Git Product home page Git Product logo

fdtdz's Introduction

fdtd-z -- fast, scalable, and free photonic simulation

fdtd-z is our first step in revolutionizing photonic design by enabling photonic engineers to harness compute at scale.

  • fast: 100x faster than CPU implementations such as Meep, Lumerical, RSoft, ...,
  • scalable: easily runs simulations on hundreds of nodes and beyond,
  • free: open-source, no license-fees!

Give it a test drive in Colab, join the chat on https://gitter.im/fdtdz/community, and read the whitepaper.

Frequently Asked Questions

Is the plan to build additional functionality inside the fdtd-z repo?

fdtd-z is intended to be a super low-level utility in the UNIX philosophy of "just do one thing". As such, a number of seemingly critical functionality is intentionally missing such as waveguide mode solving, utilities for building dielectric structures, and more.

Many, if not all, of these functionalities already exist in various repositories such as MEEP and SPINS, but instead of the same code bits being replicated yet again in fdtd-z our hope is that the photonics community will build these in a modular, open-source way.

We envision a toolchain of photonics software built upon a common numerical framework that is both scaleable and differentiable. At the moment JAX fits the bill. fdtd-z is our contribution to this ecosystem, and we hope there will be many others to join us in building something amazing :).

Will dispersive materials be supported?

Currently, fdtd-z only supports simple dielectric materials (not even absorption is supported) for performance reasons (see the whitepaper for the full story). In the systolic scheme that fdtd-z uses there are two many constraints that prevent us from modeling more complex materials:

  • bandwidth limitations: Additional coefficients used in the update equation need to be loaded, while additional auxiliary fields would both need to be loaded and written back to disk. FDTD is already a heavily bandwidth-limited algorithm and this would further decrease performance.
  • register pressure: CUDA threads are hard-limited to a maximum of 256 registers (reference needed), which are needed for fast access to E- and H-field values, as well as storing coefficients. The current implementation of fdtd-z already uses the maximum number of registers -- a fundamental change in the basic architecture of the systolic memory system (such as using shared memory instead of registers) would be needed to simulate dispersive materials and other more complex material systems.

For dispersive materials, a simple work-around is to run individual single-frequency simulations at each wavelength of interest with the appropriate modified permittivity. While more laborious fdtd-z is designed to be fast as well as easy to parallelize, this work-around also allows for arbitrarily complex dispersions to be modeled accurately.

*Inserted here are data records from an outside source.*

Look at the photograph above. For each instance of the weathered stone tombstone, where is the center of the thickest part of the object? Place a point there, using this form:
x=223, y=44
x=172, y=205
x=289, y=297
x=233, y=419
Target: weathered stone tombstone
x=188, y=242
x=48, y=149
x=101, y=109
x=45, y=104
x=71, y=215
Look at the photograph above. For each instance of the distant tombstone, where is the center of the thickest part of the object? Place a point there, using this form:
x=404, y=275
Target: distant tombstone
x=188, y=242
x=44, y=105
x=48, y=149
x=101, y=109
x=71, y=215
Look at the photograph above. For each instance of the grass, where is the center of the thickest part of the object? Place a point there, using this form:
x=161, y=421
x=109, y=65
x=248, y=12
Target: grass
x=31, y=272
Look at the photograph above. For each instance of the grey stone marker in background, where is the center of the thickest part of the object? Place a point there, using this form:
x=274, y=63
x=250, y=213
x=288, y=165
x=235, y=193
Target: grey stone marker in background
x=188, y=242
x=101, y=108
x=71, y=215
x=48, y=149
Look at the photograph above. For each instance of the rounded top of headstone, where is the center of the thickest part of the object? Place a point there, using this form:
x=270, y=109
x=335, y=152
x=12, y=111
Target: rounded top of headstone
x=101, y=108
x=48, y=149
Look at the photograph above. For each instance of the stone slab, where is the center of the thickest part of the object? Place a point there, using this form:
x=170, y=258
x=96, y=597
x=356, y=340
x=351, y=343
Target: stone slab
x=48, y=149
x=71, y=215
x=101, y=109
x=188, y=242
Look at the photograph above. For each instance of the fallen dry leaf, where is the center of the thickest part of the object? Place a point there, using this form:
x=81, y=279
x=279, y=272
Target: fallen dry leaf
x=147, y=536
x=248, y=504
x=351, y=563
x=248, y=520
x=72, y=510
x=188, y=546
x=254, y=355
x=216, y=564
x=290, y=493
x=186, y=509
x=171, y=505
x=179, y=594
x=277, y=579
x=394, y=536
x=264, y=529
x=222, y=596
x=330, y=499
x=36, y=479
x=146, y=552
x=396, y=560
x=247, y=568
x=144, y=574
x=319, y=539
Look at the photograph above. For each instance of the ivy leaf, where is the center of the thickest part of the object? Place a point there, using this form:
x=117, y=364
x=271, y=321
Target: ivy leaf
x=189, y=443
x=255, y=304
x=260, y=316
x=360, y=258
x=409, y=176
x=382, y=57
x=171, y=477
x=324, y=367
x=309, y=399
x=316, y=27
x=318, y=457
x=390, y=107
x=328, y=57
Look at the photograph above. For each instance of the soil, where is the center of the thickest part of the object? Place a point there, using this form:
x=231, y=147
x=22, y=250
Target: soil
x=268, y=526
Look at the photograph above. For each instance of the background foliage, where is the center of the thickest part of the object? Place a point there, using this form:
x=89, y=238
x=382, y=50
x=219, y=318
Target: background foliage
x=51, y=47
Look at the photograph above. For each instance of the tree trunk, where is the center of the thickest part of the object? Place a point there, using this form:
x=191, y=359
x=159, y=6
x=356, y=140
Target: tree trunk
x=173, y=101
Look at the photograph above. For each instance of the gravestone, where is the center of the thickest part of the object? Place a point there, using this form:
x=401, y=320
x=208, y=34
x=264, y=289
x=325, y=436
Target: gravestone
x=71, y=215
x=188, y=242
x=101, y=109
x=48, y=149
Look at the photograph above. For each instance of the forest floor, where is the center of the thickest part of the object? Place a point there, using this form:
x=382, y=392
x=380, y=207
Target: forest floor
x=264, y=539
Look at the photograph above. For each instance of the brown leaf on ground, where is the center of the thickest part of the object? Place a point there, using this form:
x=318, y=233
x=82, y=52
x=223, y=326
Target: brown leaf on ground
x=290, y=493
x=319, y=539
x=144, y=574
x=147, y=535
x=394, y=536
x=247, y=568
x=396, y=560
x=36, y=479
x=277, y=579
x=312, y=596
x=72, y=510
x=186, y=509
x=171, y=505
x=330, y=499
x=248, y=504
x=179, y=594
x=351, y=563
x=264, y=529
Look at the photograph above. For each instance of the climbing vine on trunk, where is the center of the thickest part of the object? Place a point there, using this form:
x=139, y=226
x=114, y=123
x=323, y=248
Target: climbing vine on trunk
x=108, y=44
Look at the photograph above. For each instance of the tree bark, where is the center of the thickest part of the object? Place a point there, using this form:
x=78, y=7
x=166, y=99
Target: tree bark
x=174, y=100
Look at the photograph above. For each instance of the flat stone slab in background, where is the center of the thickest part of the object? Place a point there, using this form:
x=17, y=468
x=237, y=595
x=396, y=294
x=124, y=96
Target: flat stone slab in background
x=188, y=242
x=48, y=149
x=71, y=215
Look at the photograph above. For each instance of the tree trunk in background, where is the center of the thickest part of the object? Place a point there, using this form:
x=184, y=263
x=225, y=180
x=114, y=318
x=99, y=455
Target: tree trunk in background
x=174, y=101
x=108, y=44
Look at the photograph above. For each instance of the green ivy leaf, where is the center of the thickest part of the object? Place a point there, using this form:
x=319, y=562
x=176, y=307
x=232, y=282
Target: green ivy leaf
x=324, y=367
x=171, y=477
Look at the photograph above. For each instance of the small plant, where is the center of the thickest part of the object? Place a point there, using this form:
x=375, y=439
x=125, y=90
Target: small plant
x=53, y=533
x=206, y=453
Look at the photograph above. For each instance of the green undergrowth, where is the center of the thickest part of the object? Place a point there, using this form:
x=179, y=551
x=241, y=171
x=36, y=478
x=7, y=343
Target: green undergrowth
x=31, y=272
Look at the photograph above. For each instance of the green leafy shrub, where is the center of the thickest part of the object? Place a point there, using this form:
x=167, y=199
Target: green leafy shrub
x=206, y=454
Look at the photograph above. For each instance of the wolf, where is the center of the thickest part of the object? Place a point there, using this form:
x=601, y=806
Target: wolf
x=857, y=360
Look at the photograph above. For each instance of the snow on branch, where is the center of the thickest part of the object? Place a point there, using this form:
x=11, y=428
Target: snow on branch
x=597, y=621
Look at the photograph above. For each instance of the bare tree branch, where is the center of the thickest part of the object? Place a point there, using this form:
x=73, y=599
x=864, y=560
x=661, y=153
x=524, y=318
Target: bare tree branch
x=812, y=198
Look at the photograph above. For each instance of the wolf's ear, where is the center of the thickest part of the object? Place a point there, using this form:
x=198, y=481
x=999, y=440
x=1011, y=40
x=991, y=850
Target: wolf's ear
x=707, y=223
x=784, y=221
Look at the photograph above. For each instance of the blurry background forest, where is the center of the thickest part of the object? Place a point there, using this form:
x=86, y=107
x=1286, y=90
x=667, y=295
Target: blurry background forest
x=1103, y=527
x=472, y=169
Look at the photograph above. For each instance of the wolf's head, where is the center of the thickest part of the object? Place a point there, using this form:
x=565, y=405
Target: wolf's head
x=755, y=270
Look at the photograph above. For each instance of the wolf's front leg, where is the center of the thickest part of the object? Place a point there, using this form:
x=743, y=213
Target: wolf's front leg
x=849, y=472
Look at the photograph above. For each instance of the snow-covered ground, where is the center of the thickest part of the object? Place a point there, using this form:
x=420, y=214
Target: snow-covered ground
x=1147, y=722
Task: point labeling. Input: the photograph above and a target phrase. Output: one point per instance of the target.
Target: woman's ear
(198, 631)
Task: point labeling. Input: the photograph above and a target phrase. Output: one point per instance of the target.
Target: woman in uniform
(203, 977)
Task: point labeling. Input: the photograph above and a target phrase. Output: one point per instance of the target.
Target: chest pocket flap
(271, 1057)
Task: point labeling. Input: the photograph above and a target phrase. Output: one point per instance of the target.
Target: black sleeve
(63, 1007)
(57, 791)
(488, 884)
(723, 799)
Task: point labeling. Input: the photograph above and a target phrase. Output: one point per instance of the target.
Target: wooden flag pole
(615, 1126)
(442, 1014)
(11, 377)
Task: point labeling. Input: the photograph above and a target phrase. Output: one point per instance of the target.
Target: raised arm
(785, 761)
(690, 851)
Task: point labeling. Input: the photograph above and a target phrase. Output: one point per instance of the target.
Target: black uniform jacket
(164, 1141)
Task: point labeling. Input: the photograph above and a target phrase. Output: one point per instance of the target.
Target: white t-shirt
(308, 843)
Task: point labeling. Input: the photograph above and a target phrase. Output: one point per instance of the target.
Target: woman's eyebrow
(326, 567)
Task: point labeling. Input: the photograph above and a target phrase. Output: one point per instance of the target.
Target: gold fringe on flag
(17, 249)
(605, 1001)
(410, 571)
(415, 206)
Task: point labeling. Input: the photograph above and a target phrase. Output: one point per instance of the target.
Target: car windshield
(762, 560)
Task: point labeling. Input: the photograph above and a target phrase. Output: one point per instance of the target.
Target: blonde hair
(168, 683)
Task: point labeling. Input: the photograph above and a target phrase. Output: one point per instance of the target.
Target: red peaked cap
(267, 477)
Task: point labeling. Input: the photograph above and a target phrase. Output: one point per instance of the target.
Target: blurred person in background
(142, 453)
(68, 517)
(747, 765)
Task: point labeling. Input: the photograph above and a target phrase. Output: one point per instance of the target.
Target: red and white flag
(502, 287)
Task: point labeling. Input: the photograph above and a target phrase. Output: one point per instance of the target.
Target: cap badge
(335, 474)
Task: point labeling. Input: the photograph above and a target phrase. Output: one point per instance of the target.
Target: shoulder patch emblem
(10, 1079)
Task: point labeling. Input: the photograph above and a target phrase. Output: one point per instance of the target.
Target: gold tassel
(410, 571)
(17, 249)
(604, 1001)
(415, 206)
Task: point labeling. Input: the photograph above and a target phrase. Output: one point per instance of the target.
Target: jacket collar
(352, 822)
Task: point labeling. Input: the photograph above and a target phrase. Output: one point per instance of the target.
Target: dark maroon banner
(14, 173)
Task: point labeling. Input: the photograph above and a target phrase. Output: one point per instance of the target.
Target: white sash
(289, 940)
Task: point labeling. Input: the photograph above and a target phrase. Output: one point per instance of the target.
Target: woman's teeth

What about more flexible output sources?

Output sources are currently limited to materializing the E-field over the entire simulation domain for a set of equidistant time steps and leaving it to the user to back out frequency components as desired. While we have not exhaustively tested other output schemes, we can summarize the thinking behind this design decision.

  • The bandwidth costs of a continuous, or running, update are extremely high. In addition to having to read and write the E- and H-field values needed for the FDTD update, an update scheme (e.g. performing a rolling DFT) would have to both read and write output values at every frequency of interest as well.
  • The systolic update scheme negates some of the advantages of only materializing a sub-volume of the simulation domain -- the whole grid of CUDA threads really needs to move along at the same rate (this is also the reason why PML absorbing conditions are not implemented along the x-y plane since the additional, intially localized, computational cost would get spread across a large portion of the simulation domain). Additionally, the time-skew of the systolic scheme also significantly smears the additional cost initially localized to a single time step so that it is felt across multiple time steps.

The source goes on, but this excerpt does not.